Fentanyl pills
Bags of fentanyl pills. Courtesy Drug Enforcement Administration

At the request of his attorney, arraignment was postponed Monday for a man accused of supplying a deadly dose of fentanyl to a 40-year-old Norco resident.

Johnnie Curtis Stevens, 40, of Norco, was arrested Wednesday following a months-long Riverside County Sheriff’s Department investigation into the death last year of Jason Schmuch.

Stevens made his initial court appearance Friday and returned to the Riverside Hall of Justice Monday morning, when his newly appointed public defender requested a delay in proceedings for reasons unspecified in court minutes. Superior Court Judge Gary Polk granted the motion, resetting the arraignment to June 10.

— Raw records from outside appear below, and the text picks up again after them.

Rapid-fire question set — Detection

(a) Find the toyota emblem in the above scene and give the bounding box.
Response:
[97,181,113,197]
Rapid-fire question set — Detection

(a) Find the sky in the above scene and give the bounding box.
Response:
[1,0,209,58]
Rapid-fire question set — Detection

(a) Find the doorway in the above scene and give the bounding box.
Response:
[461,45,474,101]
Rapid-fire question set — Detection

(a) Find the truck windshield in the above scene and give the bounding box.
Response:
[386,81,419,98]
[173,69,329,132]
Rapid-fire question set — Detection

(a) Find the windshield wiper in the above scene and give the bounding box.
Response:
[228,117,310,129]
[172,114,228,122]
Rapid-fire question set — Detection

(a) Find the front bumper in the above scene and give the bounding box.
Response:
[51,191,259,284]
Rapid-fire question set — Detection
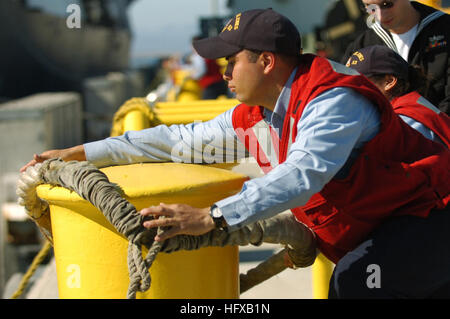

Stevens is being held in lieu of $1 million bail at the Byrd Detention Center in Murrieta.

According to sheriff’s Sgt. Sean Liebrand, on the morning of Nov. 19, 2023, patrol deputies were called to the intersection of Roundup Road and Stagecoach Drive to investigate reports of a comatose man.

Schmuch was pronounced dead at the scene, Liebrand said.

“Deputies located evidence indicative of a fentanyl overdose,” the sergeant said.

He said the sheriff’s Overdose Death Investigations & Narcotics Unit was assigned to the case after it was confirmed “Schmuch died as a result of fentanyl poisoning.”

An initial search warrant was served at Stevens’ property in the 5000 block of Trail Street less than a day after the victim’s death. Liebrand said deputies seized “fentanyl, methamphetamine and (drug) paraphernalia” at the location.

Investigators additionally discovered the defendant’s daughter, whose identity wasn’t released, “had access to the narcotics,” Liebrand alleged.

Stevens was initially booked into jail only for child endangerment, and he posted bail soon afterward.

The ODIN Unit’s investigation continued, culminating in sufficient evidence to seek a murder charge against the defendant, which prosecutors filed Friday.

Stevens has no documented prior felony convictions in Riverside County. His connection to the victim was not disclosed.

Since February 2021, more than two dozen individuals countywide have been charged with murder in connection with fentanyl poisonings.

In November, prosecutors closed the books on the county’s first fentanyl murder case to go before a jury, culminating in the conviction of 34-year-old Vicente David Romero, who was sentenced to 15 years to life in prison for the 2020 death of a Temecula woman.

Preliminary data released by the Department of Public Health earlier this year showed there were 388 confirmed fentanyl-related fatalities countywide in 2023, a 23% decline from 2022, when there were 503.

Fentanyl is manufactured in overseas labs, according to the U.S. Drug Enforcement Administration, which says the drug is smuggled across the U.S.-Mexico border by cartels.

Fentanyl is 80-100 times more potent than morphine and can be mixed into any number of street narcotics and prescription drugs, without a user knowing what he or she is consuming. Ingestion of only two milligrams can be fatal.